Des vers avaient entièrement recouvert le corps du zombie encastré dans le pare-brise du Hummer militaire et pullulaient sur le tableau de bord. Trois macchabées s’étaient rassemblés autour du véhicule, ahuris face à la posture improbable de leur congénère. Deux hommes munis de fusils M-16 apparurent tout à coup derrière eux, sortant du bois. Les créatures se retournèrent quand elles entendirent le bruissement des feuilles s’écrasant sous les lourdes bottes des soldats et grognèrent, le ventre creux. Elles tendirent leurs bras dans la direction des deux hommes mais ceux-ci les abattirent sans sommation.

Un pick-up noir et une Dodge Nitro rouge débouchèrent du virage, leurs moteurs vrombissant, et s’arrêtèrent sur le bord de la chaussée. Caïn s’extirpa du pick-up et rejoignit les deux hommes en contrebas, en empruntant le talus qui descendait jusqu’au véhicule accidenté.

—    L’enfoiré ! lança-t-il avec véhémence. Ce salopard à niqué mon Hummer !

Un des deux hommes, un type d’une soixantaine d’années, un bob enfoncé sur le crâne, l’interpella.

—    Caïn ! Les traces démarrent là.

Caïn ravala sa colère et fit le tour du véhicule encastré dans l’arbre. Il découvrit, à une dizaine de mètres du Hummer, un zombie dont le visage avait été défoncé par une pierre et un autre, un peu plus loin, adossé à un arbre avec une branche lui transperçant le front.

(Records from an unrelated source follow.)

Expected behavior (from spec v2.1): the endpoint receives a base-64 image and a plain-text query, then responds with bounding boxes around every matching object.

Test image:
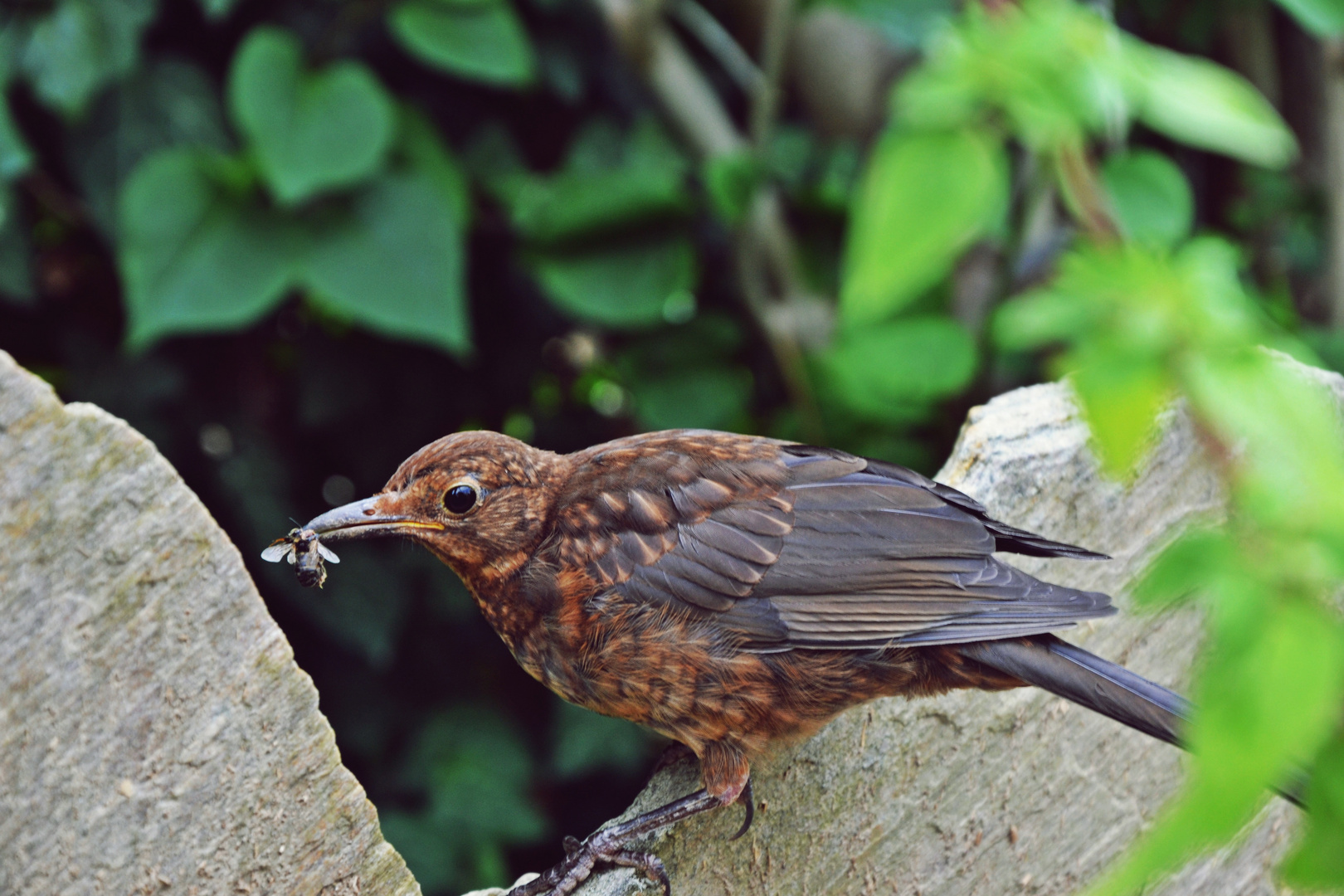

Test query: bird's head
[305,431,564,590]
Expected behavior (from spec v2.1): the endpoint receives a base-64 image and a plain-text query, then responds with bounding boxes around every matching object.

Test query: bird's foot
[507,827,672,896]
[507,790,723,896]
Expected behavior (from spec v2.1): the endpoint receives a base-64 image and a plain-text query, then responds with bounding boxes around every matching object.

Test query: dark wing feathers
[592,445,1114,650]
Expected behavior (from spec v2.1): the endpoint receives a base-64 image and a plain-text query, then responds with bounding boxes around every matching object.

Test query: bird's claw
[505,830,672,896]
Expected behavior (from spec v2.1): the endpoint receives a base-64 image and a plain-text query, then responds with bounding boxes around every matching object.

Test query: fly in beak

—   Cet idiot, dit l’homme sur un ton sarcastique, en plus d’avoir planté ma bagnole, est tombé sur un groupe de macchabées pas tout frais !

—   Les traces de pas vont dans cette direction. Deux différentes.

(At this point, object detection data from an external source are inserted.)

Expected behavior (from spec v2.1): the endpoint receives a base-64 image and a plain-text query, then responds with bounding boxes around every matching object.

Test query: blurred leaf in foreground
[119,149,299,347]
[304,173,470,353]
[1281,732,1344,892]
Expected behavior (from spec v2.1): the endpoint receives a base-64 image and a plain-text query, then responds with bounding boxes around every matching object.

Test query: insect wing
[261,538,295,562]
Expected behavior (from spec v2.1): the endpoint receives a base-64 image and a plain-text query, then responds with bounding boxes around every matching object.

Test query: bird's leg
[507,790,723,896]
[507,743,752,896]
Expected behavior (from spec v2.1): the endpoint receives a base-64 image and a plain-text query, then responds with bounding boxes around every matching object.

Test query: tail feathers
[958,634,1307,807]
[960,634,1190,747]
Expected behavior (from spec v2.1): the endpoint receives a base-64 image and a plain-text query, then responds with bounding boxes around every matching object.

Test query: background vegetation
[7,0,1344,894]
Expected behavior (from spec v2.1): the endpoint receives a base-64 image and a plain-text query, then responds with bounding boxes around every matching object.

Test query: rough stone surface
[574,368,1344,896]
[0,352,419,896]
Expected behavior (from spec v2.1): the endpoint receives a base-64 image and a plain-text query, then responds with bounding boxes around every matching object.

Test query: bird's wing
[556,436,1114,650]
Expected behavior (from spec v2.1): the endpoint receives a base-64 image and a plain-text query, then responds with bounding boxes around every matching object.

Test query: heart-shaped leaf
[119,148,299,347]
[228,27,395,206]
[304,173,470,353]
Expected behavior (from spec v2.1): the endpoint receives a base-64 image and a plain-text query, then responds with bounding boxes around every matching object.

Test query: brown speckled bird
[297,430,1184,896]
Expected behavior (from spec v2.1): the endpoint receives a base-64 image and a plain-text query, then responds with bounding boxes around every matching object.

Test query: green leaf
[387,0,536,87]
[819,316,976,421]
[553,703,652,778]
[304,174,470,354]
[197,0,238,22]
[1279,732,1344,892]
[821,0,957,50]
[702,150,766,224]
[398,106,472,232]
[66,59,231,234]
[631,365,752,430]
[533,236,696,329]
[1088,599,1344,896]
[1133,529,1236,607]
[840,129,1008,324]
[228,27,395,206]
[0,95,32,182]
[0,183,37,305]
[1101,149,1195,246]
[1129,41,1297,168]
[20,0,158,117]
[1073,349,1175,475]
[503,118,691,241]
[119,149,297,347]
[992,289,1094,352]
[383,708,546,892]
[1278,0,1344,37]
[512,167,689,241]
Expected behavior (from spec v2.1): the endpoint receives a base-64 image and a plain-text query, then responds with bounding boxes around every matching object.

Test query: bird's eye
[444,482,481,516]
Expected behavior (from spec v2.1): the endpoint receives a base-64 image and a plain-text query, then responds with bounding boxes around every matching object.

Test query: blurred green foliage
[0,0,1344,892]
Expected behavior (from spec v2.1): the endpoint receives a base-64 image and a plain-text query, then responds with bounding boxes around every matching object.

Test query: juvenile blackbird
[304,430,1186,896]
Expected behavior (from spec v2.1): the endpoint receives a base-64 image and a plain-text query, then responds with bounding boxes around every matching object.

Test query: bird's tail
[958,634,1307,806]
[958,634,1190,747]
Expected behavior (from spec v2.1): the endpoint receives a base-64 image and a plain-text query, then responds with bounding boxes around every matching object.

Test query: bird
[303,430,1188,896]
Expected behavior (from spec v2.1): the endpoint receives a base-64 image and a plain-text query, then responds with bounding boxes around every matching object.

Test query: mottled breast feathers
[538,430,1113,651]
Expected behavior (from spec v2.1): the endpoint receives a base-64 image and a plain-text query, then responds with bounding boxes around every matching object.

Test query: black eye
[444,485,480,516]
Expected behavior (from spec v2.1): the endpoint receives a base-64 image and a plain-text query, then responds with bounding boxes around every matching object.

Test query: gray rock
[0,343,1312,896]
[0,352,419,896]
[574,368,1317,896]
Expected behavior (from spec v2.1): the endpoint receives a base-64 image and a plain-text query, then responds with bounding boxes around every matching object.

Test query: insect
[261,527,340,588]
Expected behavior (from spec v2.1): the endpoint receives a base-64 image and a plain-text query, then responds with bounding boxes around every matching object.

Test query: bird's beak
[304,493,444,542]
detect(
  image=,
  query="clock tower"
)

—   Ouais. Henry et cette femme.

Valery les rejoignit en fixant les corps inertes des zombies d’un air terrifié. Elle porta ensuite son attention sur Caïn et lâcha :

—   Il se débrouille plutôt bien jusqu’à présent. Butter ces morts-vivants après s’être planté contre l’arbre. Chapeau !

—   Il a simplement eu de la chance, répondit l’homme, piqué au vif.

—   De la chance ? Si tu le dis. C’est pas lui qui t’a pris par surprise à la ferme et t’a obligé à rester cacher jusqu’au lendemain ?

Agacé par ces propos, Caïn se tourna vers ses hommes qui s’étaient regroupés sur le talus et s’exclama :

—   Bon. On laisse les bagnoles ici pour l’instant et on continue à pied ! Soyez sur vos gardes. Henry peut être n’importe où !

Il se dirigea ensuite vers les véhicules pour prendre son barda et maugréa en croisant Valery :

—    Putain de jap !

—    Je suis chinoise, rétorqua la femme entre ses dents.

***

Le groupe progressait dans la forêt en file indienne. Ils empruntaient des sentiers escarpés et traversaient des passages abondants, slalomant entre les arbres avec difficulté. En tête de peloton, le type au bob enfoncé sur le crâne suivait la piste de Sarah et Henry. Il portait un gilet de chasse beige et une paire de jeans bleu délavé un peu trop large qui lui donnait une apparence ridicule.

Caïn, qui fermait la marche, brusqua le pas et parvint à la hauteur de Valery qui marchait devant lui. Elle ne semblait pas très à son aise dans cet environnement. Elle glissait parfois sur une pierre ou s’emmêlait les pieds dans les racines des arbres mais elle restait digne. Elle ne voulait surtout pas montrer son agacement à crapahuter dans la forêt de peur que le groupe ne l’oblige à retourner aux véhicules.

—    Désolé pour tout à l’heure, dit Caïn avec humilité. Je me suis un peu emporté.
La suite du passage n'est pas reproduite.